I had often wondered about the allure of steelhead fishing, but never could quite get a handle around the idea of standing in the cold and wet, casting a fly with an outsized rod, and waiting. And waiting. And waiting.
Steelhead fishing is tough for several reasons. First, there just aren’t that many fish in the river, and when they do arrive from the sea their goal is spawning, not feeding. Spey casting isn’t easy either – even a proficient single-hand roll caster is ill-prepared for what’s in store with setting, sweeping, let alone actually rigging a two-handed rod. Lastly, the conditions can be taxing; it rains a lot in steelhead climes, so you often find yourself running from the downpours, hustling to seek out runs with decent clarity.
Of course, a lot of what I think is difficult about steelhead fishing comes from bias; living in tailwater-ville, with it’s annual stockings and consistent flows, can make one “lazy”. Having to analyze the water, and figure out what shooting head and sink tip to assemble can be Latin 601 to the Colorado fly angler.
Fishing the Chilliwack/Vedder river, a tributary of the Fraser in Southwestern British Columbia not known for its easy pickins’, particularly in the late winter, meant choosing the right guide service. April Vokey (yea, that April), and her colleague Greg Wolf, having been fishing the area since they were knee high to grasshoppers, dispensed such an extraordinary volume of their steelheading knowledge that it will take months to absorb all the notes. Rigging started it all, with analysis of the sticks we chose for the trip.
I fished two rigs while in BC. The first, and the one which I bagged “my fish” on, was a Scott T3H 1288/4 – that’s a twelve-foot eight-inch eight-weight – and the reel was an Abel Spey, colored in slate. On the advice of Andrew Bennett of Deneki Outdoors, I loaded my reel with enough backing to look safe (and fill the small arbor), then attached 150 or so feet of 40-pound Trilene Big Game mono as a running line. When I got out the first morning, the rod, handling an Airflo Skagit Compact 540 and 12 ½ feet of T-12, didn’t seem to want to load. Maybe it was just the neophyte caster, but Greg Wolf, after casting the rod a few times himself, suggested I bump the head up to 570 grains; after that all was right with the world. Scott Fly Rods suggested 560 grains, so they weren’t far from the truth.

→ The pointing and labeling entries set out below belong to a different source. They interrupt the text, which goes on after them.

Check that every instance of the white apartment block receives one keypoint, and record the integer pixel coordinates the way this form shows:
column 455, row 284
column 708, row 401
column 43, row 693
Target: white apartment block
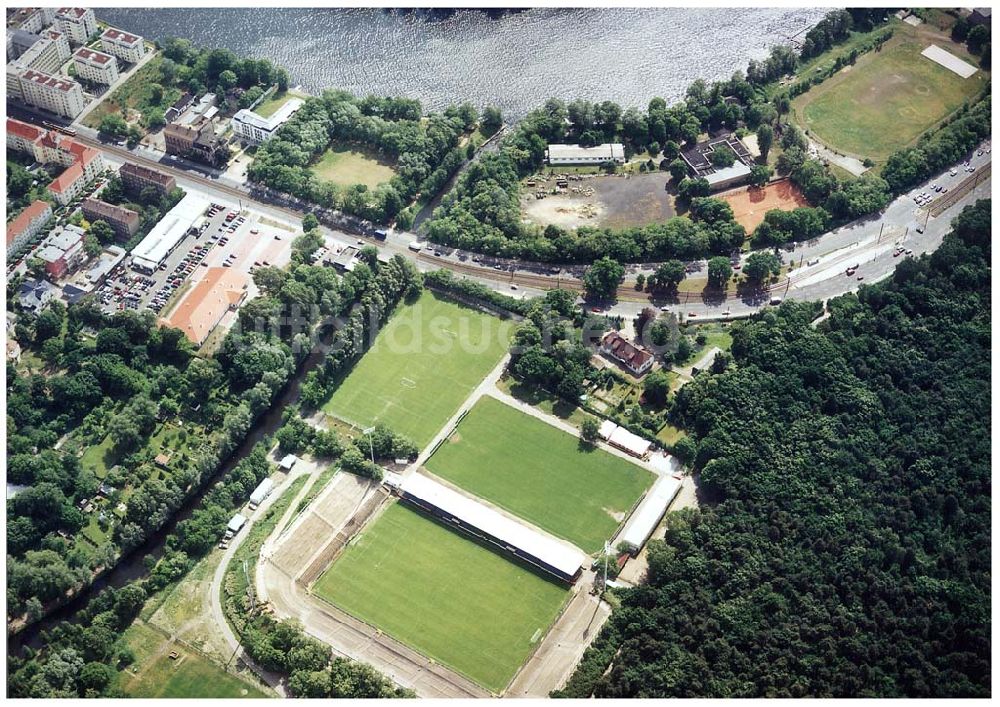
column 125, row 46
column 95, row 66
column 57, row 95
column 256, row 130
column 78, row 23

The other rod I fished, ostensibly from day 2 through 4, was a classic Scott ARC 1196/4 – an eleven-foot nine-inch six-weight. Mounted on it was an Abel Switch, coated in Skull and Crossbones print (and quite badass if you ask the owner). Rigged the same way as the Spey reel, the rod loaded fine with a 420 Skagit Compact and either the 10 foot or 12.5 foot Light Mow Tips, and by the last day I felt like I could probably drop the head by 30 grains and still have fun (and turn over the flies I was casting, with the exception of the weighted one April handed me mid-afternoon).
I have been told to retire from winter steelhead fishing, having caught one fish described by many as a pride-enducing specimen. But, after throwing streamers with obsession to trout, I have learned that putting in the hours can and will eventually produce results. I find steelhead fishing not dissimilar to the aforementioned approach, but have, since this experience, developed a fondness for two-handed play.
Spey-style fishing means embracing patience. However, the casting style associated with the technique is so pleasurable to perform that I often found myself finishing a swing up early just for the sake of casting again. There was never a moment of boredom. Success was not measured just by the token fish, which in the conditions previously described cannot under any circumstances be taken as a harbinger of the next, but by tight loops, and the feel of loading a rod over twelve feet long such that the cork torques from the energy about to be released.
I might have put another notch in my butt-section, but I have also discovered something much more worthwhile: embracing timeless tradition born far way, rejuvenating my interest in the technical intricacies of fly-fishing, chucking flies 100 feet with nary an ounce of effort.
And catching a fish that has traveled thousands of miles, at the drop of a winter’s sun, to generate progeny for future fun.